К их с Гавриловым домику он шел по газонам, прячась за кустами и деревьями, обходя освещенные ночными фонарями крупные дорожки, опасаясь сообщников Гаврилова. Там, где блестели глянцевитые листья рододендронов, ему мерещились кожаные куртки.
Возле их домика никого не было, по крайней мере он никого не заметил. Он прошел через пустую гостиную в свою комнату, не раздеваясь, бросился на кровать и почему-то мгновенно уснул.
Утром его разбудил Гаврилов. Он взял с тумбочки книгу и спросил:
— Ну что, добили графа Толстого?
Сын Вождя не ответил, делая вид, что еще не совсем проснулся.

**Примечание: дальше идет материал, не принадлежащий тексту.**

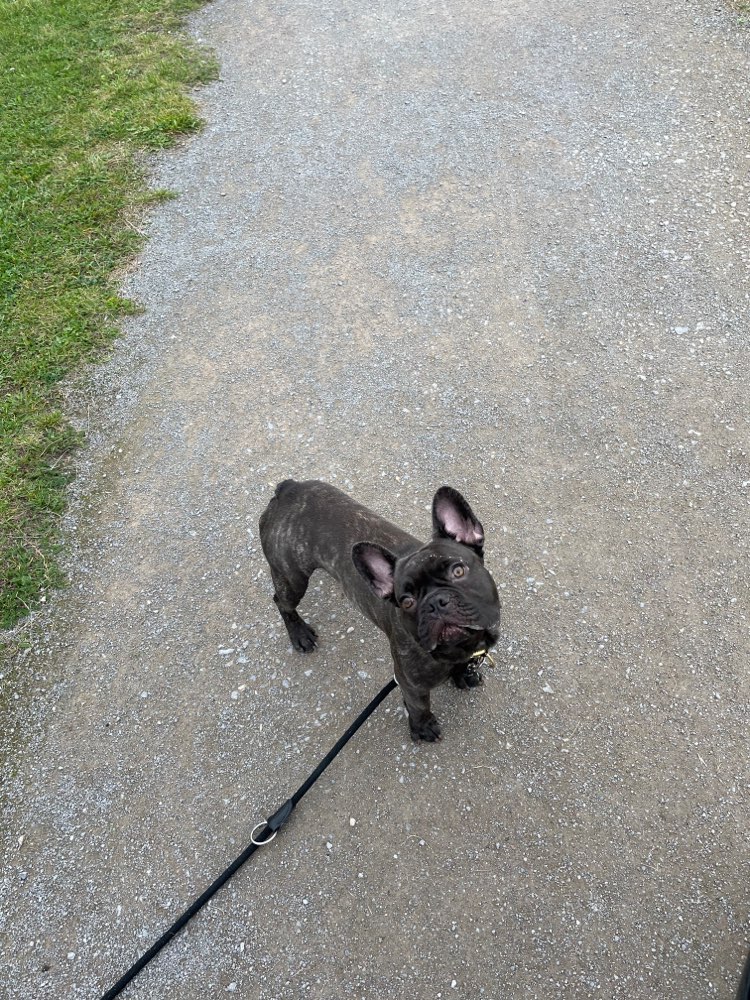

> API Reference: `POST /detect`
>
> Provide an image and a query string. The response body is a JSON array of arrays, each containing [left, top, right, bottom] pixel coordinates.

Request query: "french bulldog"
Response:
[[260, 479, 500, 741]]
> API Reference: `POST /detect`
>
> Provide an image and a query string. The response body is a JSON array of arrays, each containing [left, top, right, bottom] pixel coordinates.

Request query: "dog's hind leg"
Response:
[[271, 566, 318, 653]]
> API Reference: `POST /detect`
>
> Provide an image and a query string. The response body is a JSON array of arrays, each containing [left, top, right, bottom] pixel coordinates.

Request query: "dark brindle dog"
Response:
[[260, 479, 500, 740]]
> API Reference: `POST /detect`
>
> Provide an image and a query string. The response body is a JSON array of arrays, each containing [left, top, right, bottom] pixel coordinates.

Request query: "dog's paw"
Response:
[[451, 666, 484, 691], [409, 715, 443, 743], [289, 618, 318, 653]]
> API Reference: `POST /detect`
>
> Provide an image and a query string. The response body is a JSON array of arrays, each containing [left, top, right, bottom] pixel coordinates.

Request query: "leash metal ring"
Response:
[[250, 820, 279, 847]]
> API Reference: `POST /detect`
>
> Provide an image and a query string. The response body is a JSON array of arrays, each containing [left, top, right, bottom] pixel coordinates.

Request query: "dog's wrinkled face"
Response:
[[394, 540, 500, 661], [352, 486, 500, 663]]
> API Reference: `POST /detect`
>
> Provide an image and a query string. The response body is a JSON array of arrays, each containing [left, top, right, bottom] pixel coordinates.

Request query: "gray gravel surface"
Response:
[[0, 0, 750, 1000]]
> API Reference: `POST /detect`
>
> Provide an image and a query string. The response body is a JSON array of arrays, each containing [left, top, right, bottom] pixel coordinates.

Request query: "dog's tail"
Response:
[[274, 479, 297, 497]]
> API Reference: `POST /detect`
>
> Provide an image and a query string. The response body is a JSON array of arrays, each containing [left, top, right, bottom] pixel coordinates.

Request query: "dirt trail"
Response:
[[0, 0, 750, 1000]]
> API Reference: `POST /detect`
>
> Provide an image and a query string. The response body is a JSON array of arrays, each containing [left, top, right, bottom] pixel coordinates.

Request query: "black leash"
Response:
[[102, 678, 406, 1000]]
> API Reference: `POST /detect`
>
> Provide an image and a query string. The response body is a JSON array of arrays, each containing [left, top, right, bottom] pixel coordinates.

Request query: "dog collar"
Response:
[[469, 649, 495, 667]]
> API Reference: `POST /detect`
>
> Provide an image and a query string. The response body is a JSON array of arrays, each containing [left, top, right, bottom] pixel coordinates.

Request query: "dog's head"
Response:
[[352, 486, 500, 663]]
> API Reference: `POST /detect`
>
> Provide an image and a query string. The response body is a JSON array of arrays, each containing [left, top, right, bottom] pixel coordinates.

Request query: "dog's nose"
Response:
[[430, 594, 450, 613]]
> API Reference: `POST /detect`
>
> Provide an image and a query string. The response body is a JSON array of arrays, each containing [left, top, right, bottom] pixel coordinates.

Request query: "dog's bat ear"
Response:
[[352, 542, 396, 601], [432, 486, 484, 556]]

Он почти ненавидел Гаврилова, но лгать все равно не хотелось.
— Идемте на завтрак! Потом о Толстом поговорим…
Завтрак подавала сменщица Марины. Сын Вождя этому даже был рад — как бы он смотрел в глаза Марине, ведь он не мог ей ничего объяснить.
После завтрака Гаврилов объявил, что ночью пришла телефонограмма: им приказано срочно возвращаться в Москву, там на его счет принято какое-то важное решение.

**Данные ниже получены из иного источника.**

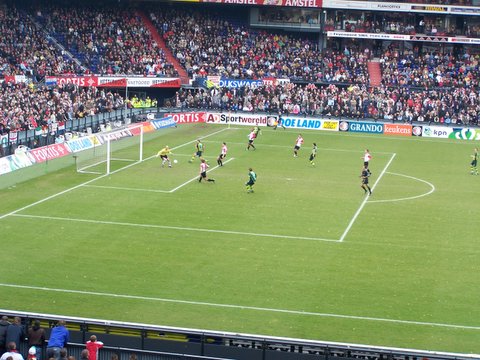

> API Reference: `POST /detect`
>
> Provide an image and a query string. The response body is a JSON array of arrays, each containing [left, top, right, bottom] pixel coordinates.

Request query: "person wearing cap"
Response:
[[47, 320, 70, 360], [27, 320, 46, 360], [85, 335, 103, 360], [27, 346, 38, 360], [0, 341, 24, 360]]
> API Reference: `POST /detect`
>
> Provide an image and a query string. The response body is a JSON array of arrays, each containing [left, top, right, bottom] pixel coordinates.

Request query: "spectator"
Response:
[[80, 349, 90, 360], [0, 315, 10, 355], [5, 316, 25, 349], [47, 320, 70, 360], [27, 346, 37, 360], [85, 335, 103, 360], [27, 320, 45, 360], [60, 348, 68, 360], [0, 342, 23, 360]]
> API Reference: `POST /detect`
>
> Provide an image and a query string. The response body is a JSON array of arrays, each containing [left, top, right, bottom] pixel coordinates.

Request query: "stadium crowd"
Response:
[[380, 48, 480, 88], [0, 82, 124, 135], [0, 4, 81, 79], [0, 3, 480, 155], [176, 83, 480, 125], [32, 4, 178, 77], [150, 9, 368, 83]]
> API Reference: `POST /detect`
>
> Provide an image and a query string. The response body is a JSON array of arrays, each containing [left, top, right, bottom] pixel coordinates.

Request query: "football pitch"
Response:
[[0, 124, 480, 354]]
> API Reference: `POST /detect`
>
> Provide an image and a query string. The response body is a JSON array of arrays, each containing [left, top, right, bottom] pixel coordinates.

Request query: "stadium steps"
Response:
[[367, 60, 382, 86], [137, 11, 189, 84]]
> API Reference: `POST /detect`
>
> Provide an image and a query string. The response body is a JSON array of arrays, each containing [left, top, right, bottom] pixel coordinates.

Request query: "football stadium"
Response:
[[0, 0, 480, 360]]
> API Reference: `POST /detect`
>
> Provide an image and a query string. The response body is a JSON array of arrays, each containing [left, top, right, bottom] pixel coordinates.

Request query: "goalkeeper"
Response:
[[157, 145, 173, 167], [245, 168, 257, 193]]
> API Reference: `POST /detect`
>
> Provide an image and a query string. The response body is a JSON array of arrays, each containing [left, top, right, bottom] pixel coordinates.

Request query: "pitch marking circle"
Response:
[[368, 172, 435, 203]]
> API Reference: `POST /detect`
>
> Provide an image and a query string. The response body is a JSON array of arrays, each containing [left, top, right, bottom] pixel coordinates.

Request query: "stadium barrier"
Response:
[[0, 309, 480, 360]]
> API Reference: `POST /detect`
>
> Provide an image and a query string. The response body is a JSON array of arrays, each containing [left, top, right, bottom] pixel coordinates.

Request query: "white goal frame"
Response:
[[74, 124, 144, 175]]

— А книжку Толстого отдайте дежурной, она ее вернет в библиотеку санатория, — бросил ему Гаврилов, вставая из-за стола. — Кстати, это у вас не «Война и мир», а «Воскресение». Впрочем, это неважно. Ну, идемте собираться, через полчаса за нами прибудет машина.
Когда Сын Вождя укладывал в чемодан свои серые брюки из холстинки, в которых ходил на прогулку с Мариной, он услышал глухой стук: из кармана брюк на пол выпал круглый белый голыш. Тот самый, за которым они с Мариной ныряли в море.

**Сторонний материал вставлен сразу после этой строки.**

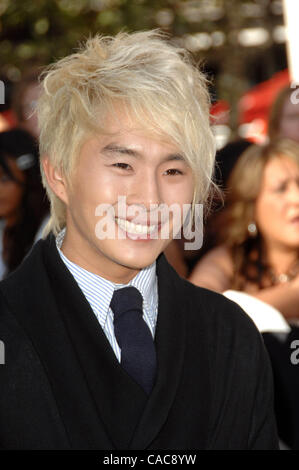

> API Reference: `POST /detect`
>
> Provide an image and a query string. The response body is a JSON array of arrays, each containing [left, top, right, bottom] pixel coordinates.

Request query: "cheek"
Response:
[[255, 197, 284, 232]]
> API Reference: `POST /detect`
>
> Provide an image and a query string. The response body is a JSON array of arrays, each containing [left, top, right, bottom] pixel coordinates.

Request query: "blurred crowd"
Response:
[[0, 65, 299, 449]]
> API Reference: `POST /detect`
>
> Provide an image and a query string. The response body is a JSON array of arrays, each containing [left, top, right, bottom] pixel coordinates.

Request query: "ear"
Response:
[[42, 155, 68, 204]]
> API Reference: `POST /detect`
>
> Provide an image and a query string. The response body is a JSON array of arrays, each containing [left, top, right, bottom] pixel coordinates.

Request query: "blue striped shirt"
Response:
[[56, 229, 158, 362]]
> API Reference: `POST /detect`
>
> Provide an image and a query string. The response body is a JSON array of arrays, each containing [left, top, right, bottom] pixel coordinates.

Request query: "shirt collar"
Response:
[[56, 228, 158, 323]]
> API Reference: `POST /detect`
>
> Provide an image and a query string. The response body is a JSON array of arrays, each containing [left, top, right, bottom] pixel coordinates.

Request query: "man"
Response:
[[0, 32, 277, 450]]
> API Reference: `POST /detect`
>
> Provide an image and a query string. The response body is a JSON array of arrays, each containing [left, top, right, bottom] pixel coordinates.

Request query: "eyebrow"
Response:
[[102, 144, 186, 163]]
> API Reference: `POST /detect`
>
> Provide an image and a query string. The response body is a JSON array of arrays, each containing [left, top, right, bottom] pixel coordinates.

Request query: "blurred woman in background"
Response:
[[0, 129, 48, 278], [189, 139, 299, 321]]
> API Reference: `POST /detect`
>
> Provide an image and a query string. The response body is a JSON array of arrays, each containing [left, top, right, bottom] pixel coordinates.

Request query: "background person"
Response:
[[190, 139, 299, 320], [0, 128, 49, 277]]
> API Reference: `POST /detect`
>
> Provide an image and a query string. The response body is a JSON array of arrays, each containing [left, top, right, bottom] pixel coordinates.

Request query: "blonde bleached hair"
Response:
[[37, 30, 215, 235]]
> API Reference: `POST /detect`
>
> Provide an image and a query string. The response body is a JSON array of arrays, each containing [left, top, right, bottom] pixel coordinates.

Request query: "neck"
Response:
[[266, 242, 298, 275]]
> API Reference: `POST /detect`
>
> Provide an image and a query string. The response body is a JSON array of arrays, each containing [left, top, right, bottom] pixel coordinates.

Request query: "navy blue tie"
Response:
[[110, 286, 156, 394]]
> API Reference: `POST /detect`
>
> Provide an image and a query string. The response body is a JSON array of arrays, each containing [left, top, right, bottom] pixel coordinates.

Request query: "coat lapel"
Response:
[[41, 234, 148, 449], [130, 254, 186, 450], [1, 241, 114, 450]]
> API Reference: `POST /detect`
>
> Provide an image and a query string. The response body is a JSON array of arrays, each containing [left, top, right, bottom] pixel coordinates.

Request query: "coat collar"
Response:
[[2, 236, 186, 449]]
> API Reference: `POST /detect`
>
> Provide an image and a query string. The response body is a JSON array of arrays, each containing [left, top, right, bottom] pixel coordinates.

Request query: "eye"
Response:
[[0, 173, 11, 183], [112, 162, 132, 170], [274, 183, 287, 193], [165, 168, 183, 176]]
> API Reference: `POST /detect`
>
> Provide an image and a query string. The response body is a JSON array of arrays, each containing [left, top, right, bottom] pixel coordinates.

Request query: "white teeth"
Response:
[[116, 219, 157, 235]]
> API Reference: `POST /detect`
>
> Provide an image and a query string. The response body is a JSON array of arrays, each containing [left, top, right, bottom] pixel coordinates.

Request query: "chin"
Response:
[[114, 253, 158, 270]]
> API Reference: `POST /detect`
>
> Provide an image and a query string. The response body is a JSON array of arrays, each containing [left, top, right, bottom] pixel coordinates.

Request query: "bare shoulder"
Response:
[[189, 245, 234, 292]]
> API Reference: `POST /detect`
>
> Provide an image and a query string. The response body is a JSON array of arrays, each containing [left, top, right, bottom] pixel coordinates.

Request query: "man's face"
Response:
[[57, 112, 194, 282]]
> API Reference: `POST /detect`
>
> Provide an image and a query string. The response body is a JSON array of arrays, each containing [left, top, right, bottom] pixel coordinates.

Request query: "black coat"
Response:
[[0, 235, 277, 450]]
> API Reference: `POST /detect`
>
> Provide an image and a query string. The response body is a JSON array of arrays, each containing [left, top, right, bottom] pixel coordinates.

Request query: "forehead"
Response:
[[97, 106, 182, 151], [263, 155, 299, 183]]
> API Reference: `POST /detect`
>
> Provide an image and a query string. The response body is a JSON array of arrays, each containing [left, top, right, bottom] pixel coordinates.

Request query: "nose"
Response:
[[128, 169, 162, 211], [288, 182, 299, 204]]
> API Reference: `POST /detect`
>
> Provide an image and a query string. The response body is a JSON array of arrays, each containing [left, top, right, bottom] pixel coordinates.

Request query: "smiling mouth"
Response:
[[115, 218, 161, 237]]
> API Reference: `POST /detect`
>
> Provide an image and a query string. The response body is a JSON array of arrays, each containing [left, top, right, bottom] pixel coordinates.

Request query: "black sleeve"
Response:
[[263, 326, 299, 450], [248, 332, 278, 450]]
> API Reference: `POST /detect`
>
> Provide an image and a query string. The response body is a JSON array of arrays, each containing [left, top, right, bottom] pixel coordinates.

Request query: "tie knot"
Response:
[[110, 286, 143, 316]]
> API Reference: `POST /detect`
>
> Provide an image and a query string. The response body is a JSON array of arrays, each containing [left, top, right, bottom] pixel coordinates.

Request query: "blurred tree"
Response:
[[0, 0, 285, 133]]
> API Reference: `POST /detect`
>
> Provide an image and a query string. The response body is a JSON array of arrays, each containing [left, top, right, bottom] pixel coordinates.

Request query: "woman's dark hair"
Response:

У ворот санатория «эмку», приехавшую за ними, чтобы везти их с Гавриловым на вокзал, задержал дежурный: шофер «эмки» должен был свернуть в боковую аллею, чтобы пропустить въезжавший в ворота странный крытый фургон.
В Москве их встречали на перроне «кожаные куртки» в защитной форме. Гаврилов куда-то мгновенно исчез, и Сын Вождя никогда уже больше его не встречал. Сына Вождя взяли под руки и быстро провели куда-то за здание вокзала. Там в закутке стоял точно такой же фургон без окон, какой встретился им в воротах санатория. Сзади фургона открылась дверь, и Сыну Вождя приказали в него влезать по короткой железной лесенке. Внутри фургон был перегорожен решеткой. Его завели за решетку и велели сесть на скамью, а потом с лязгом закрыли за ним дверь из толстых железных прутьев. Перед решеткой двое охранников с винтовками уселись на скамейки. Машина тронулась и повезла его на Лубянку. Потом он узнал, что такой фургон зовется «черным вороном» или «воронком» и теперь в таких «воронках» возят арестованных.
Не было ни суда, ни допросов — ничего. Его просто отвезли в Казань и поместили в специальную психиатрическую больницу закрытого типа. А белый камушек так и остался у него: при обысках он прятал его во рту…
Двадцать лет спустя его выпустили и поселили в этой самой ленинградской однокомнатной квартире, из которой он так ловко сумел сегодня уйти, чтобы отпраздновать свой ДЕНЬ СВОБОДЫ.